For years, I would ignore the feelings of disgust and just hook up with people anyway. This was often encouraged by my partners, because people would feel like they hadn’t done anything wrong and I had “no reason” to feel how I was feeling. However, ignoring these feelings and hooking up with people caused the feelings to magnify over the years until they got so great I could no longer be sexual with anyone (or, even be touched by friends.) To this day, people standing too close to me or touching me when I’m not expecting it triggers strong feelings of disgust.

And, often when people say things like “you’re being irrationally jealous” they’re telling you to ignore your feelings and perform the same actions you would have as if you weren’t having them.

Do not do this.

Go to therapy, meditate, write about it. Say “I will not fight with you, but I can’t act as if I am not feeling this.” Say you can’t “go back to normal” until you figure out what’s going on. Don’t blame, but do pause.

Strong feelings often require modified behavior, but sometimes not the behavior that seems intuitive from the feeling. For instance, the intuitive response to my feelings of disgust is to disengage with people I’m dating and leave. Which, I do a lot. However, I’m starting to realize this problem will not fix itself. I will never find a partner where these feelings do not come up, and mindlessly acting on my intuition will effectively lead to my being alone indefinitely. Which isn’t the worst, but isn’t the best either.

What I need to do, what’s worked out the best for me in the few encounters I have had, is to be very honest about my history. I might say “Sometimes I get flashbacks, and I need to pause what we’re doing until the feeling passes. This isn’t because you have done anything wrong, and I know it’s annoying to have to stop in the middle, but if we don’t do that it will be a very unpleasant experience for me.”

Some people won’t be willing to make that concession, and that’s fine, but it’s also non negotiable for me at this point. Someone who can’t make that concession is not sexually compatible. If someone wants to have sex with me, they have to be able to stop immediately when I say stop and they have to be nice about it. And, they have to expect this to happen somewhat regularly, because it does. I’m totally down with them jacking off if I’m having too bad a flashback to continue, but I can’t deal with anyone being pushy at all about having access to my body. Some women can deal; I can’t.

If someone has irrational feelings from trauma, they may need concessions that aren’t the obvious concession. The first thing they should do is think of events that could cause these feelings — in the case of jealousy, for example, was this person cheated on? Did their parents divorce? Were they dumped for someone? If they have a sense of where it comes from, they may get a sense of their triggers.

Another thing to think about is how bad the trauma is. Do they need therapy or a support group? (I’ve had hella therapy. God, I’d have so much money if I hadn’t spent it on therapy. But, it was worth it.)

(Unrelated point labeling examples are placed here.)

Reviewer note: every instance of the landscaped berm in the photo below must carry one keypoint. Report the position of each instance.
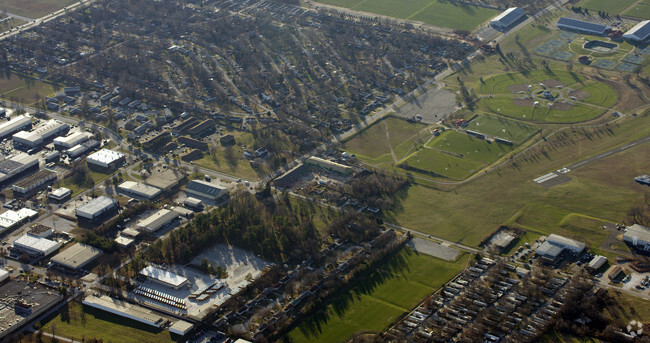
(546, 96)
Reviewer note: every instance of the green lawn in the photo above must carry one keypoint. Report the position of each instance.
(496, 126)
(379, 298)
(102, 325)
(434, 12)
(609, 6)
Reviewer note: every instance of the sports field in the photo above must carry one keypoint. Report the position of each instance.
(33, 8)
(80, 322)
(434, 12)
(496, 126)
(379, 298)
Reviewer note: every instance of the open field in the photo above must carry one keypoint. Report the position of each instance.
(77, 322)
(377, 299)
(604, 189)
(434, 12)
(33, 8)
(374, 144)
(496, 126)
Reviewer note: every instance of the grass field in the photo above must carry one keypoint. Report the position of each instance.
(373, 145)
(78, 322)
(33, 8)
(603, 189)
(379, 298)
(434, 12)
(609, 6)
(496, 126)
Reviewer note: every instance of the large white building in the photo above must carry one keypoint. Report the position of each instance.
(508, 18)
(639, 33)
(164, 277)
(157, 220)
(105, 159)
(35, 245)
(138, 190)
(638, 236)
(19, 123)
(96, 208)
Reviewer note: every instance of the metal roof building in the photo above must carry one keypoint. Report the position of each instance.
(105, 158)
(507, 18)
(138, 190)
(96, 207)
(76, 256)
(163, 277)
(157, 220)
(206, 189)
(639, 33)
(571, 24)
(35, 245)
(637, 235)
(19, 123)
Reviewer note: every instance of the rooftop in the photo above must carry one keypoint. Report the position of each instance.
(163, 275)
(76, 256)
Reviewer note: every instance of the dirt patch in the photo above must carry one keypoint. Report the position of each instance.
(523, 102)
(517, 88)
(553, 83)
(580, 95)
(561, 106)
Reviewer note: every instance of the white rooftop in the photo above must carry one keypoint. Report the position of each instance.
(163, 275)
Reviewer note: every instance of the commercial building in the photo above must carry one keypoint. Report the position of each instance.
(36, 246)
(329, 165)
(76, 256)
(207, 190)
(33, 183)
(67, 142)
(60, 194)
(586, 27)
(124, 309)
(19, 123)
(639, 33)
(164, 277)
(40, 135)
(138, 190)
(157, 220)
(96, 208)
(508, 18)
(106, 159)
(637, 236)
(16, 165)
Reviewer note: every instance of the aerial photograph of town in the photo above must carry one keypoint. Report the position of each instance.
(345, 171)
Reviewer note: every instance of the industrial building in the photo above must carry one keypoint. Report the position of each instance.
(76, 256)
(36, 246)
(124, 309)
(60, 194)
(138, 190)
(329, 165)
(105, 159)
(555, 245)
(67, 142)
(19, 123)
(585, 27)
(16, 165)
(639, 33)
(508, 18)
(40, 135)
(96, 208)
(637, 236)
(164, 277)
(12, 219)
(30, 185)
(157, 220)
(207, 190)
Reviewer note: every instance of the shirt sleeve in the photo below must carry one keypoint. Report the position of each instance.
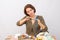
(43, 22)
(18, 22)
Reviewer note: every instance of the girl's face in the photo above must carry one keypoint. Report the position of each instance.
(30, 11)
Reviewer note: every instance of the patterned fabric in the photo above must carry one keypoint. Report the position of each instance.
(44, 36)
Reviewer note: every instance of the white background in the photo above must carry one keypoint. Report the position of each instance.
(12, 10)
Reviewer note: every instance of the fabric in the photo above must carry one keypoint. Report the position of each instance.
(44, 36)
(33, 29)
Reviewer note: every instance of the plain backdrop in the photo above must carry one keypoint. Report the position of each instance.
(13, 10)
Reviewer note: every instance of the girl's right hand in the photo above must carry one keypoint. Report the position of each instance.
(27, 18)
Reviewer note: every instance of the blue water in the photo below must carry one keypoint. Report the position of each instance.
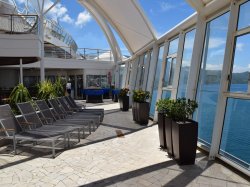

Finally, they have to think of behavior modifications that are reasonable but also know their partner may not be willing to cooperate. It can be easier to deal with this when single, because if someone needs a behavior modification their partner can’t accommodate, the relationship is over.

So, in the case of jealousy, usually forbidding someone from seeing another person is an unreasonable accommodation. However, possibly a request for regularity (say, someone asking their partner to always text them in the evening) could be reasonable. Requests for adequate attention and affection are reasonable accommodations (and, requests for extra affection around events that are likely to be triggering are probably also reasonable.) However, if someone refuses to make any accommodation because their partner isn’t feeling what they’re “supposed” to be feeling, that’s bad.

I’m not “supposed” to feel creeped out in sexual encounters, but I do. Anyone who can’t accept that can’t accept me. Anyone who can’t work with that is a bad match for me.

More than anything else, what concerned me in the original letter is that this woman refused to acknowledge the importance of her emotions and her boyfriend encouraged this. Bad news bears.

What you feel is a huge part of who you are. Don’t disown it.